Cell Phone and Chargers
Fully charge your cell phones before the hurricane strikes and keep the chargers (as well as the charger for your other important devices, like your laptop) in your bag in case you need to move someplace safer. You can also consider investing in a portable power bank—They’re relatively cheap and many models can fully charge your phone up to three to four times before it completely runs out of juice (they can even be used to power some of your other electronic devices).
Whether you’re staying or going, make sure Fido has enough supplies as well. Aside from food and water, check on your pets’ leash, collar, carrier and other things they might need in case you’ll need to take them with you during an evacuation.

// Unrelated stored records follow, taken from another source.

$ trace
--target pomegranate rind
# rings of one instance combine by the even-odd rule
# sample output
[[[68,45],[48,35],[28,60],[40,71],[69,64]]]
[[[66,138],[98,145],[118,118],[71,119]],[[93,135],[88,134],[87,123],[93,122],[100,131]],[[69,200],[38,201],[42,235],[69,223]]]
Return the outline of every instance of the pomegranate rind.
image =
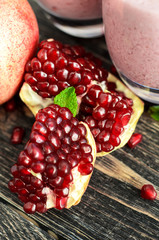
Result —
[[[94,166],[95,160],[96,160],[96,143],[88,125],[84,122],[80,122],[80,123],[82,123],[87,130],[86,139],[88,144],[90,144],[90,146],[92,147],[92,156],[93,156],[92,164]],[[72,175],[74,180],[69,189],[66,208],[70,208],[73,205],[77,205],[81,201],[81,198],[89,184],[92,173],[93,172],[91,172],[89,175],[81,175],[80,172],[78,171],[78,166],[72,170]]]
[[[30,85],[26,82],[23,83],[19,96],[34,116],[40,109],[48,107],[54,102],[54,98],[42,98],[39,94],[33,91]]]
[[[143,101],[137,97],[129,88],[127,88],[118,78],[109,73],[108,82],[114,82],[116,84],[116,91],[123,92],[126,97],[133,100],[133,113],[130,118],[129,123],[124,127],[124,132],[120,135],[121,143],[119,146],[115,147],[111,152],[117,150],[118,148],[122,148],[130,139],[131,135],[135,131],[137,122],[139,121],[143,111],[144,111],[144,103]],[[98,152],[97,157],[105,156],[111,152]]]

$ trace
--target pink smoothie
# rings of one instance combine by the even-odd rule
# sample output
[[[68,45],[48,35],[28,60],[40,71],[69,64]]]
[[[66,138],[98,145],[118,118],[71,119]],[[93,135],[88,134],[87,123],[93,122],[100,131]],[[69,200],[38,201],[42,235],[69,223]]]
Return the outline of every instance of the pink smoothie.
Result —
[[[128,79],[159,89],[159,0],[103,0],[110,56]]]
[[[38,0],[41,7],[54,16],[92,20],[102,17],[102,0]]]

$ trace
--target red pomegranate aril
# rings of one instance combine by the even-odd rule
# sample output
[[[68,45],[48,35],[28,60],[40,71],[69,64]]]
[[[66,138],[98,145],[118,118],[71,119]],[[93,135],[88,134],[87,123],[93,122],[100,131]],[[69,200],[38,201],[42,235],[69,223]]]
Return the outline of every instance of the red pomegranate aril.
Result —
[[[82,155],[82,161],[84,163],[92,163],[93,162],[93,156],[90,153],[85,153]]]
[[[117,114],[117,118],[120,119],[123,126],[126,126],[128,124],[128,122],[130,121],[131,111],[129,111],[127,109],[123,109],[121,112],[119,112]]]
[[[141,188],[141,197],[148,200],[155,200],[157,197],[157,192],[153,185],[145,184]]]
[[[35,176],[31,176],[30,183],[33,187],[40,189],[43,187],[43,182]]]
[[[55,178],[57,176],[57,167],[54,164],[48,164],[45,173],[48,178]]]
[[[67,187],[64,188],[56,188],[55,194],[57,194],[60,197],[67,197],[69,194],[69,189]]]
[[[42,173],[45,170],[45,164],[43,162],[33,162],[31,164],[31,169],[35,172],[35,173]]]
[[[78,72],[71,72],[68,77],[68,83],[72,86],[77,85],[81,81],[81,74]]]
[[[12,132],[11,136],[11,143],[12,144],[20,144],[22,143],[24,136],[24,128],[22,127],[15,127]]]
[[[110,93],[104,93],[104,92],[99,93],[97,102],[101,107],[106,107],[106,106],[108,107],[111,101],[112,101],[112,96]]]
[[[56,208],[61,210],[65,208],[67,202],[67,197],[57,197],[56,198]]]
[[[11,192],[17,192],[17,188],[14,185],[14,179],[10,180],[8,183],[8,187],[10,189]]]
[[[42,202],[37,203],[36,211],[39,213],[45,213],[47,211],[46,204]]]
[[[19,189],[25,186],[24,182],[19,178],[14,178],[14,186]]]
[[[49,61],[55,62],[61,56],[61,52],[57,49],[50,49],[48,51],[48,59]]]
[[[91,99],[97,99],[101,91],[102,88],[99,85],[93,85],[87,94]]]
[[[45,162],[47,163],[52,163],[52,164],[56,164],[58,161],[58,156],[56,153],[51,153],[50,155],[48,155],[46,158],[45,158]]]
[[[61,141],[55,133],[49,135],[49,140],[55,149],[59,149],[61,146]]]
[[[48,91],[52,96],[56,96],[59,93],[59,87],[57,84],[52,84],[49,86]]]
[[[36,71],[33,73],[33,76],[38,80],[38,82],[46,82],[47,74],[42,71]]]
[[[93,110],[92,116],[96,120],[102,120],[106,116],[106,109],[101,106],[98,106]]]
[[[46,91],[39,91],[38,94],[42,97],[42,98],[50,98],[50,93],[46,92]]]
[[[66,81],[68,78],[68,70],[67,69],[60,69],[56,72],[57,78],[59,81]]]
[[[93,134],[93,137],[96,138],[100,134],[100,129],[99,128],[92,128],[91,133]]]
[[[70,131],[70,139],[72,142],[76,142],[76,141],[79,141],[81,137],[81,132],[78,128],[72,128],[71,131]]]
[[[72,169],[79,166],[81,175],[93,171],[86,134],[86,127],[67,108],[53,104],[37,113],[30,139],[18,164],[11,168],[14,179],[8,184],[27,213],[46,212],[47,194],[56,194],[55,208],[64,208],[73,182]]]
[[[28,192],[28,190],[26,188],[18,189],[18,193],[21,196],[28,196],[29,195],[29,192]]]
[[[78,171],[82,175],[88,175],[93,171],[93,165],[91,163],[81,163],[78,166]]]
[[[28,202],[28,197],[27,197],[27,196],[18,195],[18,198],[19,198],[19,200],[22,201],[23,203]]]
[[[60,116],[62,117],[63,120],[66,120],[66,119],[70,120],[73,117],[70,110],[68,108],[65,108],[65,107],[63,107],[59,110],[59,114],[60,114]]]
[[[17,164],[14,164],[11,167],[11,174],[13,175],[13,177],[19,177],[19,171],[18,171],[18,166]]]
[[[31,193],[28,198],[33,203],[40,202],[40,198],[36,194]]]
[[[59,161],[57,169],[58,169],[58,174],[60,176],[65,176],[65,175],[69,174],[70,170],[71,170],[70,165],[66,160]]]
[[[37,88],[39,89],[39,95],[40,95],[40,92],[43,92],[43,93],[46,92],[46,94],[48,95],[48,93],[47,93],[48,87],[49,87],[48,82],[38,82],[37,83]]]
[[[128,146],[130,148],[136,147],[142,141],[142,134],[134,133],[128,141]]]
[[[112,134],[114,134],[115,136],[119,136],[123,131],[124,131],[124,128],[122,123],[120,121],[115,122],[112,127]]]
[[[75,92],[77,95],[82,95],[86,92],[87,88],[84,85],[78,85],[77,87],[75,87]]]
[[[75,61],[72,61],[72,62],[69,62],[68,64],[68,69],[69,71],[79,71],[81,68],[81,66],[78,64],[78,62],[75,62]]]
[[[110,152],[113,149],[114,149],[114,146],[109,142],[101,144],[101,150],[104,151],[104,152]]]
[[[29,214],[33,214],[36,212],[36,204],[32,202],[27,202],[23,206],[24,211]]]
[[[64,90],[65,88],[68,88],[69,86],[70,86],[70,84],[68,82],[58,81],[58,88],[59,88],[60,92],[62,90]]]
[[[35,142],[35,143],[44,143],[46,141],[46,138],[41,135],[40,133],[38,133],[37,131],[32,131],[32,133],[30,134],[30,139]]]
[[[87,116],[85,122],[88,124],[89,128],[94,128],[97,125],[96,120],[92,116]]]
[[[4,104],[4,108],[7,112],[13,112],[16,109],[16,102],[15,99],[12,98],[8,102]]]
[[[110,138],[110,132],[107,130],[101,131],[98,136],[97,136],[97,141],[102,143],[102,142],[108,142]]]
[[[67,66],[67,59],[63,56],[59,57],[55,62],[56,69],[65,68]]]
[[[30,66],[32,71],[39,71],[41,70],[41,62],[38,58],[33,58],[30,62]]]
[[[44,160],[43,151],[42,151],[42,149],[39,148],[37,143],[29,142],[26,150],[27,150],[28,155],[31,158],[35,159],[36,161],[43,161]]]
[[[88,143],[83,143],[80,146],[80,150],[82,153],[91,153],[92,147]]]
[[[42,63],[45,62],[47,60],[47,50],[46,49],[39,50],[39,52],[37,53],[37,57]],[[26,70],[29,71],[28,69]]]
[[[21,174],[22,176],[30,176],[31,175],[30,171],[28,171],[28,168],[26,168],[24,166],[18,166],[18,170],[19,170],[19,174]]]
[[[63,177],[57,176],[56,178],[49,179],[49,185],[53,188],[61,187],[63,184],[63,181],[64,181]]]
[[[117,137],[115,135],[111,135],[110,139],[109,139],[109,142],[110,142],[110,144],[113,145],[113,147],[117,147],[121,143],[121,140],[120,140],[119,137]]]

Clothing, Undergarments and Extra Blankets
While it’s tempting to take as much clothing as you can with you, be sensible and consider how much you can carry and the other supplies that you’ll be bringing with you in case you’ll need to move out. Opt for function, durability and ease of care when making your choices.
Cash and Keys
While this one seems obvious enough, these items are also easy to forget, especially in a society that’s increasingly becoming “cashless”. It would also be a good idea to bring with you credit cards and checkbooks so you can have other options in case you run out of cash.
Make sure you have duplicates of your house and car keys as well.